Nous sommes aujourd’hui en 2017. Trente-cinq années ont passé. Les déchirures d’antan ne sont plus aussi douloureuses. Personne ne veut toutefois les raviver, d’où en partie ce rejet d’une relance de négociations constitutionnelles.

Le Parti québécois – qui a rejeté les accords de 1982, du Lac-Meech et de Charlottetown – essaie déjà de faire un peu de millage sur la question en affirmant que Justin Trudeau méprise le Québec en refusant de négocier.

Mais dire non à quelqu’un ne signifie pas nécessairement qu’on le méprise. Ça peut simplement vouloir dire que sa proposition ne nous intéresse pas, tout simplement.

C’est le cas au Nouveau-Brunswick. Nous sommes une petite province. Brian Gallant n’exagère pas en affirmant qu’il a d’autres priorités. Les efforts que son gouvernement mettrait dans une nouvelle ronde constitutionnelle ne seraient pas mis ailleurs, sur des enjeux qui touchent de près la population.

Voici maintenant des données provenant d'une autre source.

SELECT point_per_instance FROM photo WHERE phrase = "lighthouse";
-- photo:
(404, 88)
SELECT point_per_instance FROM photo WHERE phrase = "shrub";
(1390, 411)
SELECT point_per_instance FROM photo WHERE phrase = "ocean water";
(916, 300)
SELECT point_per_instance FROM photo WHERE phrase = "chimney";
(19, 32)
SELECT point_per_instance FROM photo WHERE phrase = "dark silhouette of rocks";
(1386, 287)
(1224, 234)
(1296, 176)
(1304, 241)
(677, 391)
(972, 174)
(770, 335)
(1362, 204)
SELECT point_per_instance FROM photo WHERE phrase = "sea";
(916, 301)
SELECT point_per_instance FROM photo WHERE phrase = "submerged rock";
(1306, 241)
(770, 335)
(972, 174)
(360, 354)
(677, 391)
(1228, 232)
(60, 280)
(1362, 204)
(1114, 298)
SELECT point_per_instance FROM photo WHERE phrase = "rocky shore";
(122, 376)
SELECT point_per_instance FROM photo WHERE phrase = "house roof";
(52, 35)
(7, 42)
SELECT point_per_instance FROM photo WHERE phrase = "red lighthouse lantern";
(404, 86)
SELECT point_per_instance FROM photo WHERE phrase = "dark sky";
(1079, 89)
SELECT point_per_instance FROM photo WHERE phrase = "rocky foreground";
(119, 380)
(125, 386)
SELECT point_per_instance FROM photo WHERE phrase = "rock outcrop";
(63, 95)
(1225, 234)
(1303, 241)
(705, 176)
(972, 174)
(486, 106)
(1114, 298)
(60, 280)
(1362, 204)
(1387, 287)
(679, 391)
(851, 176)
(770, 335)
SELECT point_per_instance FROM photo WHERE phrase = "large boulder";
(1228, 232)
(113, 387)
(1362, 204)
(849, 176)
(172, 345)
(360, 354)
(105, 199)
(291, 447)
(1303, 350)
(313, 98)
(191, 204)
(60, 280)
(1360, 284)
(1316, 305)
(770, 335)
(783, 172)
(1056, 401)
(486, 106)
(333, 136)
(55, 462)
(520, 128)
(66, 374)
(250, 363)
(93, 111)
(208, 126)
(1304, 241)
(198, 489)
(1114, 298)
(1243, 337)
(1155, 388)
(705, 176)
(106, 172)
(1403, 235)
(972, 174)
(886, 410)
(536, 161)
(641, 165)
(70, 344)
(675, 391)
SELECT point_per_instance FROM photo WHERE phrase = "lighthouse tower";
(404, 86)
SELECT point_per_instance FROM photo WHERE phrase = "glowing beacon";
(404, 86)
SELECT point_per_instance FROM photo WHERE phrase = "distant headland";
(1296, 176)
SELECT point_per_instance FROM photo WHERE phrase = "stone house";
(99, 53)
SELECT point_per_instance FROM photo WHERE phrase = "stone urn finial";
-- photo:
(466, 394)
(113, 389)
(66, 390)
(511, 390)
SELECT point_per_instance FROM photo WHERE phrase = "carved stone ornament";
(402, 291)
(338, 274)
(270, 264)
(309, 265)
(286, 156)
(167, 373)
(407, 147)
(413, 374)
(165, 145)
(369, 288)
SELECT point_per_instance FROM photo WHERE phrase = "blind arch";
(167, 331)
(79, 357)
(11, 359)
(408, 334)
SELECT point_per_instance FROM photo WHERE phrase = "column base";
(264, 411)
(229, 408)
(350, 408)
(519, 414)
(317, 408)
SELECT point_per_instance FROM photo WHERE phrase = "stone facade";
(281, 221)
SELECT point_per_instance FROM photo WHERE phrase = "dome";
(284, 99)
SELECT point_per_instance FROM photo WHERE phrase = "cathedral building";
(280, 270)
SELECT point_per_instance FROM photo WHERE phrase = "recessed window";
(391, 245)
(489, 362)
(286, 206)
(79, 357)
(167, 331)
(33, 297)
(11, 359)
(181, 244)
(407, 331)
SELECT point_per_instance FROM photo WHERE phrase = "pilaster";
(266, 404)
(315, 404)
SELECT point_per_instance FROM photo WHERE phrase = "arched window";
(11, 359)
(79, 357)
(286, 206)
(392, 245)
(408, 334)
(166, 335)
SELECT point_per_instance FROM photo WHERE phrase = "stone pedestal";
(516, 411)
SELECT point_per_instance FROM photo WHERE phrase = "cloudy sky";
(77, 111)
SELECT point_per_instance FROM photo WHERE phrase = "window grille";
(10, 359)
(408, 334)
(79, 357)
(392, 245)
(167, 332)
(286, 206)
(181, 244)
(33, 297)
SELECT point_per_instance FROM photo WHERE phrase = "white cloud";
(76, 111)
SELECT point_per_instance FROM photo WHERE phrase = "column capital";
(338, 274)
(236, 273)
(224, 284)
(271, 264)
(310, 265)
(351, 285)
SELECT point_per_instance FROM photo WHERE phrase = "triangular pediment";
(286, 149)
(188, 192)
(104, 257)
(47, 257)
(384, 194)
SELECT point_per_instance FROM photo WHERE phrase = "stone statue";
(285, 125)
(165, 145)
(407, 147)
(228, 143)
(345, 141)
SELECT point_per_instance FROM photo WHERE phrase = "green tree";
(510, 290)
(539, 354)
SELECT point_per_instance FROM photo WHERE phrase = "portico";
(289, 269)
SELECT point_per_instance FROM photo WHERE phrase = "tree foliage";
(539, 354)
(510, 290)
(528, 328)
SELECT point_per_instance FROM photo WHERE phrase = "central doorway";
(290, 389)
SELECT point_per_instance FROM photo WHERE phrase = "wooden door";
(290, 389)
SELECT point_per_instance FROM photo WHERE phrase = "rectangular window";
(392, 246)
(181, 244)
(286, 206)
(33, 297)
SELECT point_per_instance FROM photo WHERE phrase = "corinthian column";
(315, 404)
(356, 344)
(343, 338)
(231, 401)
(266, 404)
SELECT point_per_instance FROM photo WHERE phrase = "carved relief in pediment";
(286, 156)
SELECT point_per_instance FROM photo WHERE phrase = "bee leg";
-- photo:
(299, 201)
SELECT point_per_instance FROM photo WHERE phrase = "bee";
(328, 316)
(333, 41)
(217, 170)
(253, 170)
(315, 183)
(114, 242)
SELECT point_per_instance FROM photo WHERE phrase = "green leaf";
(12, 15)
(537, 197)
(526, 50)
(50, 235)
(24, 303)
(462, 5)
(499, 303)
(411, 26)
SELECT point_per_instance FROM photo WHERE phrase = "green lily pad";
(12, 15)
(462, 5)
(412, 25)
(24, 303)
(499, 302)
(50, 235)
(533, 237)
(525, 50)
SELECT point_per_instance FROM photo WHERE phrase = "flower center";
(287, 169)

C’est sans compter le spectre de la division linguistique qui menace toujours de relever la tête dans notre province. Un récent sondage de Corporate Research Associates confirme l’existence d’une fracture politique sur une base linguistique. Les circonscriptions francophones appuient le Parti libéral, alors que le Parti progressiste-conservateur tire sa force dans le Nouveau-Brunswick anglophone.

Il n’est pas impensable qu’une ronde constitutionnelle puisse réveiller de vieux démons.

Philippe Couillard peut lancer toutes les perches qu’il désire. Brian Gallant, son gouvernement libéral et le Nouveau-Brunswick n’ont rien à gagner à jouer ce jeu.

Ce n’est pas faire preuve de mépris. C’est d’abord penser à nous.